Edit: But I'm not going to really defend them and that criticism doesn't really speak to my main point in that post anyway, which is that this debate is a lot more or as much a proxy debate about class than about best-parenting practices (though it's that too). I just posted that infographic to give a little nutshell idea of what I meant, but I didn't intend that that point stood just on the infographic. Of course it's a much bigger story, and I'm happy to toss out that graphic to focus on my main point if it's more helpful, which it probably is. I don't like them much either. But you don't have to say it's just red-state vs blue-state to say class is involved here. Do you guys see a lot of proxy class debating here like I do or not? That's what my post was asking.

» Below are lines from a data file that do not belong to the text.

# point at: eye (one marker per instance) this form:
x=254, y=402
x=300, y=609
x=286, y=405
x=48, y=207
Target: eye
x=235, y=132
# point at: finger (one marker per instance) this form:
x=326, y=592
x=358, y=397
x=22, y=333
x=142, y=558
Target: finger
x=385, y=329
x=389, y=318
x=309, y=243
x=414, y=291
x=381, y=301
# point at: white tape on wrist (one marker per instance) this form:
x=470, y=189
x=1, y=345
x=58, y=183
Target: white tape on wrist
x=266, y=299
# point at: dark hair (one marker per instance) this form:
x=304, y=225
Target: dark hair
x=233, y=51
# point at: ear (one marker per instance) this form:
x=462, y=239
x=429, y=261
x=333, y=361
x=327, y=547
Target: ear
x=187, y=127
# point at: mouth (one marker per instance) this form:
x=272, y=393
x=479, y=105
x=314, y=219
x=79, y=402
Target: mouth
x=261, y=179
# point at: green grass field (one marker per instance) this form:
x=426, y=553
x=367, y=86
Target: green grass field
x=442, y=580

Nicker on 22/2/2012 at 02:33
Quote Posted by heywood
ITT: people speaking as if children are all the same and behavioral outcomes are solely a function of parenting.

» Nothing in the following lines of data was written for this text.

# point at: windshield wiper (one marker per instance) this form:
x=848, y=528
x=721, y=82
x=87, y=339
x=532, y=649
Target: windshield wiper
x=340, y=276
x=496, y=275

Theoretical arguments about parenting hypothetical children are overridden by the practical need for a tool which works for a given child and situation.
Parenting strategies don't have to be perfect to be preferable. A strategy of treating children like adults in training is more adaptive and comprehensive than one aimed mainly at creating compliance, regardless of the child or parent. I don't even see that there needs to be a left / right breakdown in this choice.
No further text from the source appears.